Inspirepub profile image

Inspirepub 8 years ago from Sydney, Australia Author

Thanks, maestrowhit - I completely agree with you, and for much the same reasons you outline in your forum thread.

I express it thusly - God is Love. Perfect Love casteth out fear. Therefore, anything which generates fear is not of God.

Tom Cornett profile image

Tom Cornett 7 years ago from Ohio

As for Me...I worship the Great Colonel of Chicken. The evil Gumby crawled under his beard, bit him and turned him into an eraser! Than dammnated Gumby was a spy for Lee's Famous Recipe! The Colonel is a rubber head now but his power is still present in his 34 million chicken eating followers.

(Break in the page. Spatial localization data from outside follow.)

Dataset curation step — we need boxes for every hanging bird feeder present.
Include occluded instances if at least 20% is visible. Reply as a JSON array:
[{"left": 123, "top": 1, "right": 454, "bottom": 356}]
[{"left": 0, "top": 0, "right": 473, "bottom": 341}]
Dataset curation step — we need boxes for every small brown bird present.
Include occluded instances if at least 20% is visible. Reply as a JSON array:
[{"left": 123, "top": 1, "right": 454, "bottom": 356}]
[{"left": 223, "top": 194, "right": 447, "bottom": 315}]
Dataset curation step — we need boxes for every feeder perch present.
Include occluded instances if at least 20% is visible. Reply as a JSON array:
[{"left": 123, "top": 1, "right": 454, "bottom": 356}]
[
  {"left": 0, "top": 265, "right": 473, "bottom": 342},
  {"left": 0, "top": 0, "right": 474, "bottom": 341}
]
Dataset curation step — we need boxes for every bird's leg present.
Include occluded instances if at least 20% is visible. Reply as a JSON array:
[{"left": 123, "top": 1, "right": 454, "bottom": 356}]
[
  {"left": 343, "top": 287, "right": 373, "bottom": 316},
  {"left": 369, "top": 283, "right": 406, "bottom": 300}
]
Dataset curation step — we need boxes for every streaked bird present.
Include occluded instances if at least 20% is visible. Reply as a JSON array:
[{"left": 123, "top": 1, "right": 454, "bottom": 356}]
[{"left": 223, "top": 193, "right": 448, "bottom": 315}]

We all know where those Lee's people go when they die...don't we. Chicken HELL!

Davinagirl3 profile image

Davinagirl3 7 years ago


mindmatters profile image

mindmatters 6 years ago from South Africa

Only time will sort out this whole mess. Those who believe will carry on their existence in heaven and those who don't believe will have eternity in hell to weigh up the merits of their debate about the place they find themselves in - a real heated debate.

Trish_M profile image

Trish_M 5 years ago from The English Midlands

Hi Inspirepub :)

Just found this, and, though I didn't believe in 'Hell' and 'damnation', anyway, I hadn't got around, yet, to checking the origins of these words.

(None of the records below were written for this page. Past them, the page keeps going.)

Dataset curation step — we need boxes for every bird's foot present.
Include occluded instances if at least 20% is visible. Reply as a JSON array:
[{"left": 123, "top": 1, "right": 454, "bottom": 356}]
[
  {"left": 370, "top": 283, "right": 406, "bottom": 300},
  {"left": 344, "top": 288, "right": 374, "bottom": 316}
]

Thanks for helping me out ~ brilliant! :)

davidkaluge profile image

davidkaluge 5 years ago

It will be wrong for anyone to accept your hub as fact because it is one of the various arguments for or against hell. This is because others have claims/proves to support the existence of hell. I can say that the old testament did not point much to hell. It started with new testament. I wrote a hub " why the need for hell" This is because some people are already suffering and are in hell here,on earth, while they may go to hell except they accept Jesus.If the bible wrongly translated, why not correct it.

davidkaluge profile image

davidkaluge 5 years ago

Its a shame that while atheist say there is no God. Those that belief in God are not certain of his ways, laws, desires among others. It will be lovely if all Religion will speak with one voice for or against hell but it may never happen. I think the hell theory was invented to balance the theory of reward/heaven. It now seems sinners will only have to sleep forever without any punishment. People say the bible was just designed to control the masses. I think humanity have to learn to reason for themselves.